As I mentioned in the previous post a non-quantitative description of Bayesian analysis is that new information must always be interpreted in light of prior information. That's intuitive to most clinicians when they think about clinical trial results. Research findings that disagree with prior research are likely to be viewed with more skepticism. Although Bayesian analysis applies quantitative methods to the incorporation of prior knowledge there are subjective elements. This subjectivity has been the basis for criticism of Bayesian analysis. Such criticism is misinformed because current frequentist methods, with their well known p values and confidence intervals, take no account of prior knowledge and are not as objective as they appear. In fact, assumptions concerning truth in the real clinical world based on a low p value of a single study may be little more than leaps of faith. P values in research reports are analogous to the specificity of laboratory reports in clinical diagnosis as discussed in the previous post. Neither specificity levels nor p values directly address whether a finding is true. In fact both are based on negative assumptions (absence of disease and absence of treatment effect in a clinical trial, respectively). The p value calculation assumes no treatment effect (the null hypothesis). The value itself denotes the probability of obtaining the experimental result if the null hypothesis is true.
To estimate the probability that a research finding reflects generalizable truth one must determine the posterior probability (the probability that the hypothesis is true given the prior knowledge and the new data). This is analogous to the positive predictive value I referenced in part 1 and is ignored by the current frequentist methods of evidence based medicine (EBM). EBM works fairly well most of the time when research results are more or less in line with prior knowledge. But because it ignores prior knowledge, especially basic science, it fails in the evaluation of implausible claims. Consider some of the wooiest of woo, e.g. homeopathy and therapeutic touch. Occasional “research” studies will show positive treatment effects with statistically significant p values. But prior knowledge from basic science, bringing to light the implausibility of such claims, would result in a pre-test probability (prior probability) of virtually zero. Both quantitative Bayesian analysis and plain old common sense tell us that the degree of proof needed to overcome such overwhelming prior odds would have to shake the world of chemistry and physics, requiring a fundamental re-writing of the text books.

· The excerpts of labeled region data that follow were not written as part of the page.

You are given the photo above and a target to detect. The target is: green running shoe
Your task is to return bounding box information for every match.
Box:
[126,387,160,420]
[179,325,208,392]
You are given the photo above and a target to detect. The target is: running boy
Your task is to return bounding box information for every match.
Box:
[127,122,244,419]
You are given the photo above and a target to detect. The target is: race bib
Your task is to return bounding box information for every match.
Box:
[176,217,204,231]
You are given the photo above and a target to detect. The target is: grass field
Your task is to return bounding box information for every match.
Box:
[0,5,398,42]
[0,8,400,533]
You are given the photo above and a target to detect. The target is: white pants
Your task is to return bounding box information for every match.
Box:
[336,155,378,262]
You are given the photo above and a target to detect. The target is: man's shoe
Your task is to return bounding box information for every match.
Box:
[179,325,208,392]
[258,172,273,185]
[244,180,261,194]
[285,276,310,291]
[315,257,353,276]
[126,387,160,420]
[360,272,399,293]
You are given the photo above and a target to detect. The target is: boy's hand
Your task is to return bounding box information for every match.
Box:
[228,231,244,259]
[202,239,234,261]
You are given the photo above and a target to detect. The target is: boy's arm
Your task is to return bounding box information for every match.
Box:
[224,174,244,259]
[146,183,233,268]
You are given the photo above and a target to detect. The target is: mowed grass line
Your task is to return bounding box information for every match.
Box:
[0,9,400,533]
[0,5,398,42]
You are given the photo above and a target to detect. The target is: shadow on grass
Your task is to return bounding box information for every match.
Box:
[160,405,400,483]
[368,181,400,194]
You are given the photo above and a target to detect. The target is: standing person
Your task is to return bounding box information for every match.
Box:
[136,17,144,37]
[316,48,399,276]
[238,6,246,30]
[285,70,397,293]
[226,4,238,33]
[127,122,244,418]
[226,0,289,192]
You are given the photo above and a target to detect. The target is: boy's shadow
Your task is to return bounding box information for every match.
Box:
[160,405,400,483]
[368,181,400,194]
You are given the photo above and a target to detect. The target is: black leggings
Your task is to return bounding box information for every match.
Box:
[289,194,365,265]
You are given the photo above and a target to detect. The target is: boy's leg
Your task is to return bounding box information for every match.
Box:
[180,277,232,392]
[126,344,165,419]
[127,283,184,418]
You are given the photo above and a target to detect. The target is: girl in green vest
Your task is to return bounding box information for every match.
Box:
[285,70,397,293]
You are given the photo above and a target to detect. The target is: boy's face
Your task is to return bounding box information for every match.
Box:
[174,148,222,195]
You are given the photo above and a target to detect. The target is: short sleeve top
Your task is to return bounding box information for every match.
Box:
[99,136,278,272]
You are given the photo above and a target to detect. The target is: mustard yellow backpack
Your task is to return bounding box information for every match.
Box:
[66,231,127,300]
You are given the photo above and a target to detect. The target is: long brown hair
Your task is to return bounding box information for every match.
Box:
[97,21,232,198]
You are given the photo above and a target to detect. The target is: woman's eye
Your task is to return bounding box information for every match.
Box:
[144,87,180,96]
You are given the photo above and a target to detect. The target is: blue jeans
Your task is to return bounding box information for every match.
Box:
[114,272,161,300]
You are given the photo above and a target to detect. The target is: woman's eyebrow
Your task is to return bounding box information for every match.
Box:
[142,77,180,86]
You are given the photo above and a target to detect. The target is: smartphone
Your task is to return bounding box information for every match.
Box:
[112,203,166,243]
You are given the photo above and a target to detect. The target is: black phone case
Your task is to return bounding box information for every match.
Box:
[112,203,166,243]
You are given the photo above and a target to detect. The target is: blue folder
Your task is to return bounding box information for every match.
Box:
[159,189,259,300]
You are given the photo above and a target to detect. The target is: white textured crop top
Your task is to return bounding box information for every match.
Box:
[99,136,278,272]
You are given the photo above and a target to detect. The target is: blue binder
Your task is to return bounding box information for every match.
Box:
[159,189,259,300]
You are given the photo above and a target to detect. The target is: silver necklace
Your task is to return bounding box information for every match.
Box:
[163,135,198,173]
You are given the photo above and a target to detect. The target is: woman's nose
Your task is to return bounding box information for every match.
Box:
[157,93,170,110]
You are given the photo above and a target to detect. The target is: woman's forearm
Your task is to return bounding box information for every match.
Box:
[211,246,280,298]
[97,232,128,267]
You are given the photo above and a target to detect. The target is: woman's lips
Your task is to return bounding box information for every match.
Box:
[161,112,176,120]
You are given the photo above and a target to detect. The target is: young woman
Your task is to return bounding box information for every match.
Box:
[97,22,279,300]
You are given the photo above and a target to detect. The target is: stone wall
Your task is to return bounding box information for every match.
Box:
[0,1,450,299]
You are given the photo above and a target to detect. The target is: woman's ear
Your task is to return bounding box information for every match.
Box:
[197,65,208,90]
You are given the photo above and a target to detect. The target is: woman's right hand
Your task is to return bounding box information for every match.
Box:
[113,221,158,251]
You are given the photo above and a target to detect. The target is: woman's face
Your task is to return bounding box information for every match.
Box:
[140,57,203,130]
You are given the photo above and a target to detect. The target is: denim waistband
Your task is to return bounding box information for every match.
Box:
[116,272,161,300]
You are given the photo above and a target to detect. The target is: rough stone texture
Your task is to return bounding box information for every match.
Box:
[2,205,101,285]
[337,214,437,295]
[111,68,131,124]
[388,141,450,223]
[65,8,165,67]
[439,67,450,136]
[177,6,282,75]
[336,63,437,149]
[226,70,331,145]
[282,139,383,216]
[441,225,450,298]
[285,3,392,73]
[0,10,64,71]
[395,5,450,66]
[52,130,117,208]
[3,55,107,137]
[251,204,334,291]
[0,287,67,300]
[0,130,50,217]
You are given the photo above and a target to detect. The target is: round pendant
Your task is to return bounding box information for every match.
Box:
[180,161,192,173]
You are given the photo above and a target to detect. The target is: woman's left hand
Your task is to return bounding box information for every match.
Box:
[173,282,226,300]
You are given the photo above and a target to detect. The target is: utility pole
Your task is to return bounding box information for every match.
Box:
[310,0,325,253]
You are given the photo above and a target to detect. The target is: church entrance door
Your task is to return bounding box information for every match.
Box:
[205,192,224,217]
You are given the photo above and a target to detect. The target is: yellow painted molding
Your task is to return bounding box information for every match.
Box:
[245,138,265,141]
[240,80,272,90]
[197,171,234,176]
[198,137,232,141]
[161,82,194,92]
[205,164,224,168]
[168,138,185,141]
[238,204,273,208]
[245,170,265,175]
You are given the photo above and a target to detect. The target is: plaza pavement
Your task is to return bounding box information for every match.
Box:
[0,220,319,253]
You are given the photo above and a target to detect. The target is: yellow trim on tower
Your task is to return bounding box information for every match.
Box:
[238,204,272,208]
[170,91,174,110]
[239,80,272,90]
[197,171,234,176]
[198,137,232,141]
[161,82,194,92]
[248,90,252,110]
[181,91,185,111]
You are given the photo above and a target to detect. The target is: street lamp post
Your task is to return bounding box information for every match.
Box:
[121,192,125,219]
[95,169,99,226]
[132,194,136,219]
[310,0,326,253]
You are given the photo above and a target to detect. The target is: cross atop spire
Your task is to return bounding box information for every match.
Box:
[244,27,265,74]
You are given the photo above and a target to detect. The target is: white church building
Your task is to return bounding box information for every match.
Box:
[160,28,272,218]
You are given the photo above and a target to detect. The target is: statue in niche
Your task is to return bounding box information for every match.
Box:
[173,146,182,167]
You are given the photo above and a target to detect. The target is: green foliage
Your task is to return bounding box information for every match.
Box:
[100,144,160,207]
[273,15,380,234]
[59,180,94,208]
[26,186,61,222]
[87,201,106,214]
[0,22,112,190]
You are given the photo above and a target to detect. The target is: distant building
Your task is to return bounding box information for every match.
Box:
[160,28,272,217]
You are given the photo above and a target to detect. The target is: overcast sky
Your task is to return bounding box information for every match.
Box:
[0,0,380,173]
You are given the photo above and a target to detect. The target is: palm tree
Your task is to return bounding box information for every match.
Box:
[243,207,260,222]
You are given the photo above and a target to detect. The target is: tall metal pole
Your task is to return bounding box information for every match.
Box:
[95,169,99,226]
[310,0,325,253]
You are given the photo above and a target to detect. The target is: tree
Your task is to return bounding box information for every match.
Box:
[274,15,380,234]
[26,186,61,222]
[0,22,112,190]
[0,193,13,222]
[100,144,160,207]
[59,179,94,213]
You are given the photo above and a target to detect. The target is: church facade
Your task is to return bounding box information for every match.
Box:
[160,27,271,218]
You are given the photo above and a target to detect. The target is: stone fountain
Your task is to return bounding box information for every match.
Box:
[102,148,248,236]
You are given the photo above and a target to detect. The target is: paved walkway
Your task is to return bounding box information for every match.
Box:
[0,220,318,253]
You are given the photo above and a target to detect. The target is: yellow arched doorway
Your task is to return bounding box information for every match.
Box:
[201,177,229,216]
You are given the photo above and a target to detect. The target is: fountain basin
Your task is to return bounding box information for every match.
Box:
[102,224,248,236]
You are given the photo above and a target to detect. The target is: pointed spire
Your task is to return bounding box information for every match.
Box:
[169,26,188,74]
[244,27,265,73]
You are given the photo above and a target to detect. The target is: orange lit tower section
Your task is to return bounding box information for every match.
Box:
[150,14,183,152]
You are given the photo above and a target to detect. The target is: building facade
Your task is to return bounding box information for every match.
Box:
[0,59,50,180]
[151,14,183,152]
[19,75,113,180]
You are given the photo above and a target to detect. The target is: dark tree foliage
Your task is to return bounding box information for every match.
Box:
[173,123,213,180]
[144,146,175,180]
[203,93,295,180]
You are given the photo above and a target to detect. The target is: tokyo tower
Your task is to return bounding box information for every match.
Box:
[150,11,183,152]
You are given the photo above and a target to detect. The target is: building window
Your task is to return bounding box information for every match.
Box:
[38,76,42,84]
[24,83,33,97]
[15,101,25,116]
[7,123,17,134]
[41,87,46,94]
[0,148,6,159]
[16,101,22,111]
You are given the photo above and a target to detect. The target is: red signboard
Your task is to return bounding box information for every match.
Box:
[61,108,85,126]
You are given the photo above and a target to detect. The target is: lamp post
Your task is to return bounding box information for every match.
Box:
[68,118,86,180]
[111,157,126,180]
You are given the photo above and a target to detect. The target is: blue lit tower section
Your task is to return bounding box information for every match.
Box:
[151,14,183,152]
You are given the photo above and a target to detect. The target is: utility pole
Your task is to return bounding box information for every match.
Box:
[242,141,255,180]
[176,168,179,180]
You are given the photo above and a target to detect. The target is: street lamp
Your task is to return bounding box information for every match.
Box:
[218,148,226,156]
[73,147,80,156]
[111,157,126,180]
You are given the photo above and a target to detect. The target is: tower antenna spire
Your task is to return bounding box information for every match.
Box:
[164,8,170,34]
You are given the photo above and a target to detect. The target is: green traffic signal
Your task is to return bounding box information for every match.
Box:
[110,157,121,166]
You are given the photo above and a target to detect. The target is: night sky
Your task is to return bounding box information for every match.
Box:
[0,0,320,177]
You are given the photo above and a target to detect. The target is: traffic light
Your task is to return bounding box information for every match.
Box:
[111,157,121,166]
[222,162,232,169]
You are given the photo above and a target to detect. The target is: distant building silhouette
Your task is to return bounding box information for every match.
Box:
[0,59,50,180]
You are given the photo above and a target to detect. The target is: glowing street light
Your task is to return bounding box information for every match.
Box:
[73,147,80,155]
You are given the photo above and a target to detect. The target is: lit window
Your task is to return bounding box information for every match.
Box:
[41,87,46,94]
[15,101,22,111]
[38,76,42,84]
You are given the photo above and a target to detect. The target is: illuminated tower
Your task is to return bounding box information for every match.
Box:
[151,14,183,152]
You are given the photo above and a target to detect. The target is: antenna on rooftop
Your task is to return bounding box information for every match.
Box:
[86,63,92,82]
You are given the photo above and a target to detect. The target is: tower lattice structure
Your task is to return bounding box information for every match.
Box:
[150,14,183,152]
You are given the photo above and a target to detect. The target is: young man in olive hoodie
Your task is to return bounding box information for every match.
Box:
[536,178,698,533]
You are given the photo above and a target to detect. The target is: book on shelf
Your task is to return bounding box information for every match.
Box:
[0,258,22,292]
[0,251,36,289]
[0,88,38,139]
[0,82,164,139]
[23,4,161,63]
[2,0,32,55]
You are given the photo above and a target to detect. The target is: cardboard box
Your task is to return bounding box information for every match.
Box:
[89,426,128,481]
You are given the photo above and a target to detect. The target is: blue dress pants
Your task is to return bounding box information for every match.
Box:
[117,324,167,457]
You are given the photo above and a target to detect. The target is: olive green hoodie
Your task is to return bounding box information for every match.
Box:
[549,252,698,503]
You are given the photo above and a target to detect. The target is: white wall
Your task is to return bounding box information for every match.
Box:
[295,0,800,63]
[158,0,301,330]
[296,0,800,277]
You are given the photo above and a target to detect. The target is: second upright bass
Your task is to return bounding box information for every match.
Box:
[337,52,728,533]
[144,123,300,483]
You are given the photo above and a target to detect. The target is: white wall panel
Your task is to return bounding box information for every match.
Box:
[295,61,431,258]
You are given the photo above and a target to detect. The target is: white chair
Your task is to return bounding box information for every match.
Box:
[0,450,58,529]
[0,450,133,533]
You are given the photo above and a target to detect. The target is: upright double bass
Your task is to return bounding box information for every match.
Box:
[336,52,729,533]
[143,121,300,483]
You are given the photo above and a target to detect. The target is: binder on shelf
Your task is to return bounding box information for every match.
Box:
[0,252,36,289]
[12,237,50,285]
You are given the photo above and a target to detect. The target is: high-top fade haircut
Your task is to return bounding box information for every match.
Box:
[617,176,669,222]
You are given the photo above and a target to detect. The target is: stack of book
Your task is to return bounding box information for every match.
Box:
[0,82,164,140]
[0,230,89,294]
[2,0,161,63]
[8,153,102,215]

Kimball Atwood, in a post from last year in Science Based Medicine, explained EBM's failure to evaluate the claims of complementary and alternative medicine this way:
Evidence-Based Medicine (EBM) is not up to the task of evaluating highly implausible claims. That discussion made the point that EBM favors equivocal clinical trial data over basic science, even if the latter is both firmly established and refutes the clinical claim. It suggested that this failure in calculus is not an indictment of EBM’s originators, but rather was an understandable lapse on their part: it never occurred to them, even as recently as 1990, that EBM would soon be asked to judge contests pitting low powered, bias-prone clinical investigations and reviews against facts of nature elucidated by voluminous and rigorous experimentation. Thus although EBM correctly recognizes that basic science is an insufficient basis for determining the safety and effectiveness of a new medical treatment, it overlooks its necessary place in that exercise.
In part 1 I gave the first corollary of Baye theorem for poets, surgeons and the rest of us: extraordinary claims require extraordinary proof. Now I'll give you the second corollary: evidence based woo is still woo.